Taxonomic and functional inference of metagenomic reads
Reads were quality trimmed using Sickle (Joshi & Fass, 2011) with phred >30 and then uploaded to MG-RAST (Keegan et al., 2016). Functional and taxonomic profiles of reads were generated through subsystem and best hit classifications using the SEED subsystem, M5NR (non-redundant protein database) and KEGG, available in MG-RAST (Aziz et al., 2008; Kanehisa & Goto, 2000; Keegan et al., 2016; Wilke et al., 2012), with the following parameters: 1x10-5 e-value, minimum 50 bp alignment, and 60% identity. Data generated by MG-RAST were statistically analyzed using Statistical Analysis of Metagenomic Profiles (STAMP) software (Parks et al., 2014) and R software (R Development Core Team), using the packages vegan (Oksanen, 2007) and ggplot (Wickham, 2011). The p values were calculated using Fisher’s exact two-sided test and the confidence intervals were calculated using the method of Newcombe-Wilson. Statistical comparisons were performed by grouping the samples according to environmental temperatures: glaciers, fumaroles up to 80 oC and fumarole at 98 oC. Principal component analysis (PCA) ordination was performed by using level 3 functions of SEED subsystems and then visualized in STAMP software. Values were normalized to relative abundance for comparison of taxonomic composition across samples. In addition, Spearman correlations were performed to determine relationships between taxonomic and functional profiles and the environmental parameters.

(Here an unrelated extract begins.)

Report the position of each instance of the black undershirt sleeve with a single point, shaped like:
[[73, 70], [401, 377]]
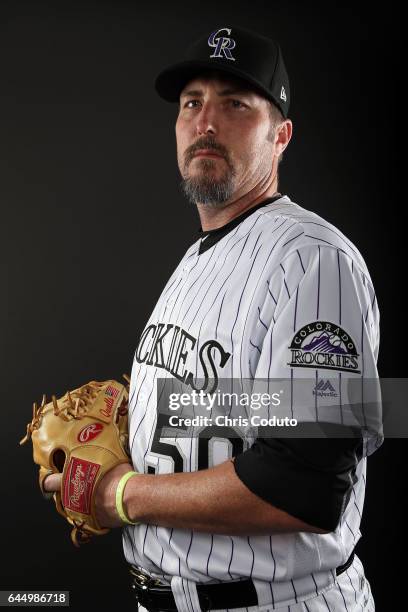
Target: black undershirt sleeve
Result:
[[309, 478]]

To investigate the complexity of community interactions at each sampling site, we used co-occurrence network analysis. For this, non-random co-occurrence analyses were performed using the Python module ‘SparCC’ (Friedman & Alm, 2012). A table of frequency of hits affiliated to the genus level was used for analysis. For each network, we considered only strong (SparCC > 0.9 or < -0.9) and highly significant (p < 0.01) correlations between microbial taxa. The nodes in the reconstructed network represent taxa at the genus level, whereas the edges represent significantly positive or negative correlation between nodes. The analysis of network complexity was based on a set of measures, such as the number of nodes and edges, modularity, the number of communities, average node connectivity, average path length, diameter, and cumulative degree distribution (Newman, 2003). Network visualization and property measurements were calculated with the software Gephi (Bastian et al., 2009).